JAKARTA, KRJOGJA.com – Indonesia memiliki target untuk mencapai generasi emas di tahun 2045. Untuk itu, harus didukung pembangunan sumber daya manusia (SDM) berkualitas dimulai sejak 1000 hari pertama kehidupan agar mencegah anak terlahir stunting.

Pemerintah melalui Badan Kependudukan dan Keluarga Berencana Nasional (BKKBN) meluncurkan program Mahasiswa Peduli Stunting atau disebut Mahasiswa Penting. Program itu merupakan bentuk pendampingan kepada keluarga berisiko stunting.

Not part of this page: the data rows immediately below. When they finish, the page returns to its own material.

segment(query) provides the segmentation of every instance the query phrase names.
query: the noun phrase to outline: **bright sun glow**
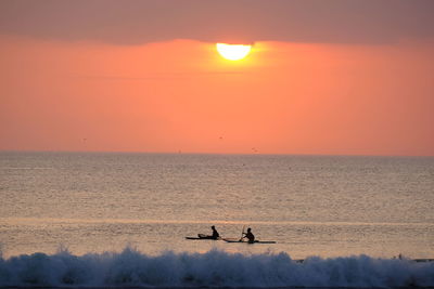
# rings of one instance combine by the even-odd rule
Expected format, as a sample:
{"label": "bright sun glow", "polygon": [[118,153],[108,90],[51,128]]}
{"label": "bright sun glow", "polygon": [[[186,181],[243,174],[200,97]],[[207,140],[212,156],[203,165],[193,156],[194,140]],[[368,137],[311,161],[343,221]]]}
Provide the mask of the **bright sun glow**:
{"label": "bright sun glow", "polygon": [[239,61],[247,56],[252,45],[217,43],[216,48],[224,58]]}

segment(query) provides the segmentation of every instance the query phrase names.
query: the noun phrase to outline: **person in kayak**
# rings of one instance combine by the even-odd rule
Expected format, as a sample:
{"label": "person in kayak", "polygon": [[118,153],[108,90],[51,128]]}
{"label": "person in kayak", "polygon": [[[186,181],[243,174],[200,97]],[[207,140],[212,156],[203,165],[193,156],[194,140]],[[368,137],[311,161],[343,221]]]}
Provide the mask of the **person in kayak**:
{"label": "person in kayak", "polygon": [[215,226],[210,226],[210,228],[213,229],[213,235],[210,236],[212,239],[216,240],[216,239],[220,238],[220,234],[218,234],[216,227]]}
{"label": "person in kayak", "polygon": [[248,242],[255,242],[255,235],[252,234],[252,228],[247,228],[247,233],[243,233],[244,237],[241,238],[241,240],[243,239],[247,239]]}

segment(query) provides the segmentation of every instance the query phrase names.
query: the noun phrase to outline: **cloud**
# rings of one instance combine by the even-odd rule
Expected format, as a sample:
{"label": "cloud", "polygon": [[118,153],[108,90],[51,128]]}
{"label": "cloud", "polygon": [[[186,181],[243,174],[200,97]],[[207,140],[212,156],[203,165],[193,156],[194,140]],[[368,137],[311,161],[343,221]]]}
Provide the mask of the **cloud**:
{"label": "cloud", "polygon": [[140,44],[434,38],[431,0],[2,0],[0,34]]}

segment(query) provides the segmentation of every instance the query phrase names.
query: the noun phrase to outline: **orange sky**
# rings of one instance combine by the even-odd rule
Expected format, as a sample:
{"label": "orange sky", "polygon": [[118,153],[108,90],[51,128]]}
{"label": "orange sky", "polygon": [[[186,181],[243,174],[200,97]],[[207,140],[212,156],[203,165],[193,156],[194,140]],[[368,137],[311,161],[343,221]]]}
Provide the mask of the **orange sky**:
{"label": "orange sky", "polygon": [[0,37],[0,149],[434,155],[434,44]]}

“Kita gandeng mahasiswa agar mereka ikut memberikan edukasi terutama kepada calon pengantin, ibu hamil berisiko, dan ibu menyusui. Namun perlu diingat karena ini upaya pencegahan maka tidak ada kata berhenti dan harus terus dilakukan,” tandas Taviv Agus Rayanto Sekretaris Utama (Sestama) BKKN, di Jakarta, Selasa (12/10/2021).

Pendampingan mahasiswa diharapkan dapat meningkatkan pemahaman masyarakat tentang pencegahan stunting di tingkat keluarga.

“Peran dan keterlibatan mahasiswa di perguruan tinggi memiliki potensi dalam melakukan edukasi kepada masyarakat, sekaligus mengaplikasikan ilmu untuk pemberdayaan masyarakat,” tuturnya.